Citrullinemia Type I


Description

Citrullinemia Type I is a rare, inherited metabolic disorder affecting the body‘s ability to break down ammonia, a toxic byproduct of protein breakdown. This leads to an accumulation of ammonia in the blood, causing various health problems. While there‘s no cure, early diagnosis and management are crucial for individuals with Citrullinemia Type I to thrive.

Genes Involved

Citrullinemia Type I is caused by mutations in the ASS1 gene, located on chromosome 9. This gene provides instructions for making argininosuccinate synthetase, an enzyme vital for ammonia detoxification.

Recognizing the Signs and Symptoms

Symptoms of Citrullinemia Type I can vary in severity and often appear within the first few days or weeks of life. Common signs include:

  • Lethargy: A general lack of energy and sluggishness.
  • Poor feeding: Difficulty sucking, swallowing, or gaining weight.
  • Vomiting: Frequent or forceful vomiting.
  • Irritability: Fussiness and crying more than usual.
  • Seizures: Episodes of uncontrolled muscle movements.
  • Respiratory problems: Difficulty breathing.
  • Delayed development: Slowed growth and cognitive development.
  • Enlarged liver: The liver may be noticeably bigger than normal.
  • Jaundice: Yellowing of the skin and whites of the eyes.
  • Coma: A state of unconsciousness.

Causes

Citrullinemia Type I is an inherited disorder, meaning it is passed down through families. Parents who carry the mutated ASS1 gene have a 50% chance of passing it on to their children. If a child inherits the mutated gene from both parents, they will develop the disorder.

Inheritance/recurrence risk

Citrullinemia Type I is inherited in an autosomal recessive pattern.
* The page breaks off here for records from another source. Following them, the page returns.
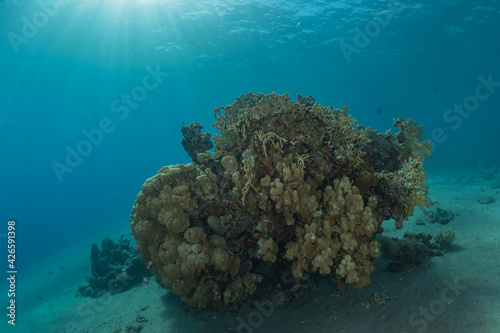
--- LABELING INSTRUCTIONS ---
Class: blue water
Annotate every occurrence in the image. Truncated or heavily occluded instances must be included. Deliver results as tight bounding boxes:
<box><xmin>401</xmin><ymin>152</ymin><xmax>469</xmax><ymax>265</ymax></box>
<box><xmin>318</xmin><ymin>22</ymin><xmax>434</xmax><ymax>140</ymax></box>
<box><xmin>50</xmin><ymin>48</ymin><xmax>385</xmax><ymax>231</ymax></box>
<box><xmin>0</xmin><ymin>0</ymin><xmax>500</xmax><ymax>330</ymax></box>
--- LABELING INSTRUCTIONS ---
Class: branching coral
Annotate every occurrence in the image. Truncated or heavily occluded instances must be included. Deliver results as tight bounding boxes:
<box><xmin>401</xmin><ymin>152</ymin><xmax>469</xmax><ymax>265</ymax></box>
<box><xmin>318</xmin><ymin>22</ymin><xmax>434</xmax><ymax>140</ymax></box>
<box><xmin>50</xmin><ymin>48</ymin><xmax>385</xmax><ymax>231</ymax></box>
<box><xmin>131</xmin><ymin>93</ymin><xmax>432</xmax><ymax>308</ymax></box>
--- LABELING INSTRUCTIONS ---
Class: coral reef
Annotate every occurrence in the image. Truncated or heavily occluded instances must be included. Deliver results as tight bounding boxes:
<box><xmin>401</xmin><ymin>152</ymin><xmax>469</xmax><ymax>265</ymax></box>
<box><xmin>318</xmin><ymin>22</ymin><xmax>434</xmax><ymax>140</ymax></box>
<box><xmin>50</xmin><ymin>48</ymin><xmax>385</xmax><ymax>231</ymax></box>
<box><xmin>434</xmin><ymin>228</ymin><xmax>455</xmax><ymax>250</ymax></box>
<box><xmin>426</xmin><ymin>208</ymin><xmax>455</xmax><ymax>224</ymax></box>
<box><xmin>181</xmin><ymin>121</ymin><xmax>214</xmax><ymax>163</ymax></box>
<box><xmin>131</xmin><ymin>93</ymin><xmax>433</xmax><ymax>308</ymax></box>
<box><xmin>78</xmin><ymin>235</ymin><xmax>151</xmax><ymax>298</ymax></box>
<box><xmin>380</xmin><ymin>228</ymin><xmax>449</xmax><ymax>272</ymax></box>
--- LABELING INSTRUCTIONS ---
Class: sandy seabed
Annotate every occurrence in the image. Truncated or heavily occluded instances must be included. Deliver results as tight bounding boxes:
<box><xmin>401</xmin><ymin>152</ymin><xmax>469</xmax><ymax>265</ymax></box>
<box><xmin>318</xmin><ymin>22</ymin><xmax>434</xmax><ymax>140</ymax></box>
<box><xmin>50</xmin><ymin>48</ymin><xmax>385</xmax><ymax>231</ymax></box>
<box><xmin>6</xmin><ymin>165</ymin><xmax>500</xmax><ymax>333</ymax></box>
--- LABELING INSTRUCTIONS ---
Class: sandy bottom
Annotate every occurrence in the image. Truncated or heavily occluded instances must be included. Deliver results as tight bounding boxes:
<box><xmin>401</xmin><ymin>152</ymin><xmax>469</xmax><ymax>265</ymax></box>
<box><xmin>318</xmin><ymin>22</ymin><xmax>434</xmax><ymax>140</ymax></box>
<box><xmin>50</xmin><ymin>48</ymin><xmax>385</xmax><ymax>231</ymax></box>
<box><xmin>7</xmin><ymin>166</ymin><xmax>500</xmax><ymax>333</ymax></box>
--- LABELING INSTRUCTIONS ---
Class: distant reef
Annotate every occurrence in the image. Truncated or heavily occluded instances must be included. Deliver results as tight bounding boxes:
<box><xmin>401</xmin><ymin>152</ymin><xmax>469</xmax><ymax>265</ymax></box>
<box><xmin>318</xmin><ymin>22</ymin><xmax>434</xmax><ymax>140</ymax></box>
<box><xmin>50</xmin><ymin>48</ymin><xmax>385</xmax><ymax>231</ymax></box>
<box><xmin>78</xmin><ymin>235</ymin><xmax>151</xmax><ymax>298</ymax></box>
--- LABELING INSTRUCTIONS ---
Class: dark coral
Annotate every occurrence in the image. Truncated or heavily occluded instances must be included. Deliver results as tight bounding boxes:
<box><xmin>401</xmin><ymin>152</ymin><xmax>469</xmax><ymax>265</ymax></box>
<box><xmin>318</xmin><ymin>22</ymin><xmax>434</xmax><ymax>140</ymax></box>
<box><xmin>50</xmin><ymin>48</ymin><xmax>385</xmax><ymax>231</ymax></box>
<box><xmin>381</xmin><ymin>232</ymin><xmax>443</xmax><ymax>272</ymax></box>
<box><xmin>426</xmin><ymin>208</ymin><xmax>455</xmax><ymax>224</ymax></box>
<box><xmin>131</xmin><ymin>93</ymin><xmax>433</xmax><ymax>308</ymax></box>
<box><xmin>181</xmin><ymin>121</ymin><xmax>214</xmax><ymax>164</ymax></box>
<box><xmin>78</xmin><ymin>235</ymin><xmax>151</xmax><ymax>298</ymax></box>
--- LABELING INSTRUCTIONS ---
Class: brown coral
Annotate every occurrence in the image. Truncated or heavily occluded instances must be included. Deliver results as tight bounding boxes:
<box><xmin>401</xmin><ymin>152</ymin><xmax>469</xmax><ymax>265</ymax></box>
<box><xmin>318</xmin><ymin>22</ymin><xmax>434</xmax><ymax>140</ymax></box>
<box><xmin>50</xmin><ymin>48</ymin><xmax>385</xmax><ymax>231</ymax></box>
<box><xmin>131</xmin><ymin>93</ymin><xmax>432</xmax><ymax>308</ymax></box>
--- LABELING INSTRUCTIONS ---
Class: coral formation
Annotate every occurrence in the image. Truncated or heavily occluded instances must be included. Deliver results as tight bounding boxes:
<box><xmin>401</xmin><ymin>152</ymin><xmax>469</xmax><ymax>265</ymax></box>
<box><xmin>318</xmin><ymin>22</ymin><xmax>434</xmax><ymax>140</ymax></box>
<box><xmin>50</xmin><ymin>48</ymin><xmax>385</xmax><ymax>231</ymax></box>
<box><xmin>434</xmin><ymin>228</ymin><xmax>455</xmax><ymax>250</ymax></box>
<box><xmin>131</xmin><ymin>93</ymin><xmax>433</xmax><ymax>308</ymax></box>
<box><xmin>78</xmin><ymin>235</ymin><xmax>151</xmax><ymax>298</ymax></box>
<box><xmin>426</xmin><ymin>208</ymin><xmax>455</xmax><ymax>224</ymax></box>
<box><xmin>181</xmin><ymin>121</ymin><xmax>214</xmax><ymax>163</ymax></box>
<box><xmin>380</xmin><ymin>232</ymin><xmax>449</xmax><ymax>272</ymax></box>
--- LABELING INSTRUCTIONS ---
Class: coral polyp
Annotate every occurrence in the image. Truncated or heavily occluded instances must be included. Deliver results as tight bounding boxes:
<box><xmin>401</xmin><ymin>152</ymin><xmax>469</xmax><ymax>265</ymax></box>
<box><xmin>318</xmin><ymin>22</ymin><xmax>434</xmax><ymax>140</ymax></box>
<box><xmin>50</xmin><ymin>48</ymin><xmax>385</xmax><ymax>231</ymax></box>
<box><xmin>131</xmin><ymin>93</ymin><xmax>433</xmax><ymax>308</ymax></box>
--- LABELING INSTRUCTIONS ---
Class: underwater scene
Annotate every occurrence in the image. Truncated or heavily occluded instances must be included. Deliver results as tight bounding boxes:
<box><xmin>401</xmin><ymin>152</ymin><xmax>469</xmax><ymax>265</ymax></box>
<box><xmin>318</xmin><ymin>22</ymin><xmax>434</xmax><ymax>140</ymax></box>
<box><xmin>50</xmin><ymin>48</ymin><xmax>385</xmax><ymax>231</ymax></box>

This means that an individual must inherit two copies of the mutated ASS1 gene, one from each parent, to develop the disorder. If both parents carry the mutated gene, there is a 25% chance for each child to inherit two copies (and have the disorder), a 50% chance to inherit one copy (and be a carrier), and a 25% chance to inherit two normal copies (and not have the disorder).



Disclaimer: The information provided here is not exhaustive by any means. Always consult your doctor or other qualified healthcare provider with any questions you may have regarding a medical condition, procedure, or treatment, whether it is a prescription medication, over-the-counter drug, vitamin, supplement, or herbal alternative.